I urgently need help with a problem I am having for an assignment for university. I do not expect a full solution, but I am really in need of guidance.

I am required to write a FEA program in VBA, I have managed to do that. However, I am having problems when trying to find the inverse transformation of isoparametric quadrilaterals. We require this transformation (from x,y global to a,b local element) to calculate the hydraulic gradients at a point in the element.

It is a system of 2 nonlinear equations with two unknowns: $$f_1=\alpha_x+a\beta_x+b\gamma_x+ab\delta_x-C_x$$ $$f_2=\alpha_y+a\beta_y+b\gamma_y+ab\delta_y-C_y$$ The only unknowns are a and b. All other symbols are constant per element. At first, I tried to solve these via substitution, but soon realised that was a suicide mission. I then opted to solve for the system using matrices and the Newton Method.

This, however isn't working. Whenever I iterate on the method, the values become unrealistic and clearly don't converge. I am not sure if I made an arithmetic error, but I have been over it by hand and by analysis multiple times without success.

I would truly appreciate any expertise on the matter.

This is quite an urgent request as well, so haste would be greatly appreciated.

I found this question on this site, but it did not help me much.

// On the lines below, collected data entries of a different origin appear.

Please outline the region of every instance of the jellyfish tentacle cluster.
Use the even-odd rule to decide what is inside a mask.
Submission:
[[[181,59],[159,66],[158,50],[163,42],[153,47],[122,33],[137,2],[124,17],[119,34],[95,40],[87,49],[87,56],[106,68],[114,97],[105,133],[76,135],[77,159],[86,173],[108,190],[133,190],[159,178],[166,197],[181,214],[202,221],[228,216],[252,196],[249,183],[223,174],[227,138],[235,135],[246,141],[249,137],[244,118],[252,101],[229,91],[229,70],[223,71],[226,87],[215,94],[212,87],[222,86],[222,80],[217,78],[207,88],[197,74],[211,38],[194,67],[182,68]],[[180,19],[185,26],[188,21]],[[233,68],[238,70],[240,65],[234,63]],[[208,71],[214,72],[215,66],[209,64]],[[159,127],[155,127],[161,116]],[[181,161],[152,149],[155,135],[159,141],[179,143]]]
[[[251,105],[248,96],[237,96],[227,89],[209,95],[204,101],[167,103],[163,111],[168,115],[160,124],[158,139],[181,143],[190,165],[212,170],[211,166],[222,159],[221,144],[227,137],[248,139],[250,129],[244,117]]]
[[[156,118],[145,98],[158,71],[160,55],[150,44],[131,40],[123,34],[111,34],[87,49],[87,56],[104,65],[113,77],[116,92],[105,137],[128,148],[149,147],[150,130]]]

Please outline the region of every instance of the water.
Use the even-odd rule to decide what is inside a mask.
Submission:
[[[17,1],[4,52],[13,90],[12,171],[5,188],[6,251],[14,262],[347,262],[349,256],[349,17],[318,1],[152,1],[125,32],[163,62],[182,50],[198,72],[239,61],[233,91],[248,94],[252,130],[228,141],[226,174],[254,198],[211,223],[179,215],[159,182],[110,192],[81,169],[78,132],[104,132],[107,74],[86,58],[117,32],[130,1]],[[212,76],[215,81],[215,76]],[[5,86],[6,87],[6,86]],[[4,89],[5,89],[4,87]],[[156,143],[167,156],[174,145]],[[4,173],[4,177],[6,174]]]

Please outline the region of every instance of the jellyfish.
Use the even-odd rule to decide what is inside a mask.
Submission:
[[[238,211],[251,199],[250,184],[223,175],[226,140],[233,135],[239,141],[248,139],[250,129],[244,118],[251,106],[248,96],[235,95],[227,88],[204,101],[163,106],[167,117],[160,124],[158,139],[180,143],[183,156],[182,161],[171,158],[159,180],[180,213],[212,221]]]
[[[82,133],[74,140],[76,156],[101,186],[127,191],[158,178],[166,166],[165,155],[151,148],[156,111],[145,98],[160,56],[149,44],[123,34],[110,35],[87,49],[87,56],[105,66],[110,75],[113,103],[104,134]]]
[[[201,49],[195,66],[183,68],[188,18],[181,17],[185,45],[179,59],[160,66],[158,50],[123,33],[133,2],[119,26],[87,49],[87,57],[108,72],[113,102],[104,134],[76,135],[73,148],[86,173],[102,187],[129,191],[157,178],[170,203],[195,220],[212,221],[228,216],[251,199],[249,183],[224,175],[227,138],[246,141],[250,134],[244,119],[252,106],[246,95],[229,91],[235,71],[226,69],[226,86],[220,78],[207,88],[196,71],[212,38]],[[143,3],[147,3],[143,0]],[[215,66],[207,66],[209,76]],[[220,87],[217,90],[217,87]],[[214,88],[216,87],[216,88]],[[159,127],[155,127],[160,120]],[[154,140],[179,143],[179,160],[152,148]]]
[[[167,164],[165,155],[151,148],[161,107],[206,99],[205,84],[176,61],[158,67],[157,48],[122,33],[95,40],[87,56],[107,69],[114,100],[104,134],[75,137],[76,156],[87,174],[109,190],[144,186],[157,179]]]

Additional information: This Newton method works when dealing with non-skew elements, i.e. perfect squares and rectangles. When this is the case, only one iteration is required to achieve the result.

However, if the elements are skewed, the initial result is incorrect, and further results are even worse.

• Welcome to SciComp.SE. As I commented in the question you mentioned, you can find the inverse analytically. See this link. Sep 9 '15 at 2:07
• It's also unclear why the other question you link to didn't help you much. Sep 11 '15 at 14:34
• @Wolfgang It didn't help much because it only provides a solution for a singular case. But I managed to find a working solution.
– Rob
Oct 13 '15 at 12:42